19th Meeting of OECD Early Childhood Education and Care Network – IoE Researcher Impressions
The 19th meeting of the OECD Early Childhood Education and Care Network was held in Luxembourg on June 8–10. One of its participants was Anastasia Nisskaya, research fellow of the Research of Modern Childhood group, Ph.D., who shared her impressions and thoughts on what is common for Russian and European preschool education.
Before the meeting, a visit to child care centers of the city was organized. The participants of the conference also made a visit to a preschool organization “Tramsscapp”, and got acquainted with its program, educational space, and teachers.
Later on, a number of studies on pre-school education were presented at the University of Luxembourg within the framework of the congress. There, the main principles of the OECD network strategy for early education were introduced:
- the evidence base for policy,
- reflection and designation of political challenges,
- identifying the links between risks and favorable factors,
- the fight against the worst forms of child labor,
- presenting publications on the welfare to the general public and experts,
- constructing children's welfare model, which would include the family data,
- improving families’ life to improve children's lives.
It seems crucial to relate theoretic framework and real-life challenges, existing for Russian research on children of pre-school and school age, to this context.
At the meeting, some significant results for the development of pre-school education, obtained by global studies of education, have been presented. For instance, PISA research (“Low performing students. Why they fall behind and how to help them”) revealed that one of the factors, resulting in failure of students, is the lack of pre-school education, alongside with migrant background, living in single-parent families and in rural areas, etc. TALIS has indicated three important factors that determine teachers' professionalism: the quality of basic education before the beginning of work, successful communication with colleagues and training in the professional community, and the autonomy in control over the pupils' group as well as in the choice of teaching methods. Besides, high outcome performance, revealing teacher’s professionalism, could be achieved by varying degree of manifestation of each of the three factors (with different "profile").
It appears that for contemporary Russian education (both pre-school, and school) it is very important not to look past the factor of teacher’s autonomy. The idea about the “profile” of teacher’s professionalism seems to be quite heuristic for organizing various further training courses, according to the "profiles", as well as in the assessment of staff, and for parents while choosing a teacher.
A number of countries have shown their systems of preschool education, describing the coverage, age of children, the most acute problems (overcrowded groups, the lack of staff, and so on), as well as the ways of reforming. It could be of interest that, like in Russia, the reform objectives are described very broadly (development of appropriate conditions, well-being of children and staff) and are linearly-graded (initiated by the decision of the head of state).

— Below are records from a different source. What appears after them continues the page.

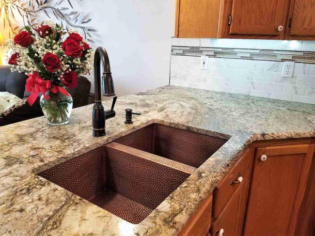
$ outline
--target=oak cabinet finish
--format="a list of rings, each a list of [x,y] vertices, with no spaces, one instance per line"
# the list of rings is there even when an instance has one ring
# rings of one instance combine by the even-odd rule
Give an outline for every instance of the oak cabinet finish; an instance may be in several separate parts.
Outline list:
[[[211,222],[212,194],[210,194],[202,204],[195,214],[184,226],[179,236],[201,235],[205,236],[209,231]]]
[[[246,206],[246,188],[240,186],[217,218],[214,219],[210,229],[211,236],[218,235],[221,229],[224,235],[241,235]]]
[[[175,37],[315,40],[315,1],[176,0]]]
[[[179,235],[314,235],[315,181],[315,139],[254,142]]]
[[[286,0],[233,0],[230,34],[279,35]]]
[[[315,1],[292,0],[286,38],[315,40]]]
[[[314,144],[257,148],[244,235],[294,235],[314,153]]]
[[[215,189],[212,212],[213,220],[210,230],[216,236],[221,229],[225,235],[242,234],[252,158],[251,150],[245,150],[237,163]],[[241,182],[232,184],[241,176]]]
[[[177,36],[216,38],[220,0],[177,0]]]

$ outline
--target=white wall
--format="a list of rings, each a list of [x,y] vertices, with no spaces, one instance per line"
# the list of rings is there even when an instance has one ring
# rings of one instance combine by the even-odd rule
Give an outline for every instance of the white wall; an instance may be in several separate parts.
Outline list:
[[[97,30],[93,46],[107,50],[118,96],[169,84],[174,0],[72,1],[90,13]]]
[[[71,2],[76,11],[93,19],[88,25],[97,32],[93,38],[96,43],[91,46],[107,50],[118,96],[169,84],[175,0]],[[44,13],[43,19],[49,19]]]

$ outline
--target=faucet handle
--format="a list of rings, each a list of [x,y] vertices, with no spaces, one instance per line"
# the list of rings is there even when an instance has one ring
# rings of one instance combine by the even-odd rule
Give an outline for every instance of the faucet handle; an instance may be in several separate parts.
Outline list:
[[[141,113],[136,113],[132,112],[132,109],[128,108],[126,109],[126,120],[125,121],[125,124],[133,124],[132,121],[132,115],[141,115]]]
[[[110,110],[114,110],[114,107],[115,106],[115,103],[116,103],[116,100],[117,96],[115,96],[112,99],[112,103],[111,104],[111,108],[110,108]]]

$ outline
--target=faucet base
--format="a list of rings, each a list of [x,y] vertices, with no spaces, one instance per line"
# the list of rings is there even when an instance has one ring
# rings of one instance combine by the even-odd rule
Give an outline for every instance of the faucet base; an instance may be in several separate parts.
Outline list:
[[[93,136],[102,137],[106,135],[106,132],[105,132],[105,128],[104,128],[103,129],[95,129],[93,128]]]

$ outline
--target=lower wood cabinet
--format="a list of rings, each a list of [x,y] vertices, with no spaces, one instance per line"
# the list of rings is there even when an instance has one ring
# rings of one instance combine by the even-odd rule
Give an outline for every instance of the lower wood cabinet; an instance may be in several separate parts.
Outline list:
[[[252,144],[179,235],[315,235],[315,159],[314,139]]]
[[[314,144],[258,147],[244,235],[294,235]]]
[[[210,230],[211,236],[219,236],[222,232],[227,236],[241,235],[246,207],[246,187],[245,185],[240,186],[218,217],[213,220]]]

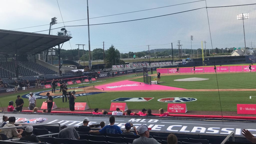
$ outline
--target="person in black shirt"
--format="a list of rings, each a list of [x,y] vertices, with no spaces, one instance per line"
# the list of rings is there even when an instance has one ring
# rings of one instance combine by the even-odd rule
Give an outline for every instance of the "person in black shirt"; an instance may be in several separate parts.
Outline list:
[[[67,85],[64,85],[64,87],[62,90],[62,102],[64,102],[64,97],[66,99],[66,102],[67,102],[67,91],[68,90],[68,88],[67,88]]]
[[[27,85],[27,88],[28,89],[29,89],[29,82],[28,81],[28,80],[27,79],[26,81],[26,84]]]
[[[69,110],[71,111],[74,111],[75,110],[75,99],[77,99],[77,97],[73,94],[73,92],[69,92],[69,96],[68,97],[68,99],[69,101]]]
[[[153,115],[151,113],[152,113],[152,112],[151,111],[151,109],[147,109],[147,116],[150,116],[151,117],[155,117],[155,115]]]
[[[84,118],[83,121],[83,125],[79,126],[77,131],[80,132],[89,132],[91,130],[91,128],[87,126],[89,122],[89,118]]]
[[[56,88],[56,81],[54,80],[54,79],[52,79],[51,84],[52,87],[52,89],[51,89],[51,93],[53,93],[54,92],[55,92],[55,89]]]
[[[50,95],[49,92],[47,92],[46,95],[47,96],[47,100],[44,102],[47,103],[47,112],[50,113],[51,111],[51,108],[52,107],[53,105],[53,98]]]
[[[33,142],[41,142],[38,139],[37,137],[32,133],[33,132],[33,126],[28,126],[26,127],[25,131],[26,136],[22,137],[19,139],[19,141],[25,140]]]
[[[63,88],[63,86],[64,85],[64,82],[63,81],[63,79],[62,79],[60,81],[60,92],[61,92],[61,90]]]
[[[15,107],[18,111],[22,111],[22,107],[24,104],[24,101],[20,98],[20,96],[17,96],[17,99],[15,101]]]

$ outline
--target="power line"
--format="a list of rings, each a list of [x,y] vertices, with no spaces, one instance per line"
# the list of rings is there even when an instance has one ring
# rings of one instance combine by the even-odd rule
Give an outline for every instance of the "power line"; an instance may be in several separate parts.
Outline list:
[[[206,0],[201,0],[200,1],[194,1],[194,2],[189,2],[186,3],[182,3],[182,4],[176,4],[176,5],[169,5],[169,6],[163,6],[163,7],[157,7],[157,8],[150,8],[150,9],[144,9],[144,10],[140,10],[140,11],[133,11],[133,12],[127,12],[127,13],[120,13],[120,14],[113,14],[113,15],[106,15],[106,16],[99,16],[99,17],[92,17],[92,18],[89,18],[89,19],[92,19],[93,18],[101,18],[101,17],[107,17],[107,16],[115,16],[115,15],[122,15],[122,14],[129,14],[129,13],[135,13],[135,12],[142,12],[142,11],[148,11],[148,10],[152,10],[152,9],[158,9],[158,8],[165,8],[165,7],[170,7],[170,6],[176,6],[178,5],[183,5],[183,4],[188,4],[188,3],[195,3],[195,2],[200,2],[200,1],[205,1]],[[58,3],[58,0],[57,1],[57,3],[58,3],[58,6],[59,6],[59,3]],[[60,9],[60,7],[59,7],[59,9]],[[62,16],[61,16],[61,13],[60,13],[60,15],[61,15],[61,18],[62,18]],[[62,18],[62,21],[63,22],[61,22],[61,23],[58,23],[60,24],[60,23],[63,23],[63,24],[64,24],[64,23],[68,23],[68,22],[75,22],[75,21],[80,21],[80,20],[85,20],[87,19],[87,18],[86,18],[86,19],[78,19],[78,20],[71,20],[71,21],[67,21],[67,22],[64,22],[64,21],[63,20],[63,19]],[[37,26],[30,26],[30,27],[24,27],[24,28],[16,28],[16,29],[10,29],[9,30],[17,30],[17,29],[24,29],[24,28],[32,28],[32,27],[39,27],[39,26],[46,26],[46,25],[49,25],[49,24],[46,24],[46,25],[40,25]],[[65,26],[65,25],[64,25],[64,26]]]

The following projects were presented to the participants of the meeting: «Policy Review of Quality Standards of ECEC», «Child competencies and dispositions», TALIS «Starting Strong Survey», «Transition from ECEC to primary school», «Child Wellbeing and Early Outcomes Study».
At the meeting, such issues were covered, as progress reports on new projects, the ways to conduct cross-country analysis of the results for the countries, who have not joined the research projects yet, the terms and prices for participation, as well as options to obtain various packages of results, depending on the size of the financial contribution.
Particular attention was given to the integration and support of diversity and active inclusion, as they are crucial indicators of the preschool education quality.
A panel discussion of key competences of children, the ways to develop them and to monitor, adopted in various countries, showed that communicative competences and the ability to learn, the drive to base the education process on inclinations and interests of children are universal. The standpoint of non-direct assessment of children's achievements also turned out to be accepted by many countries.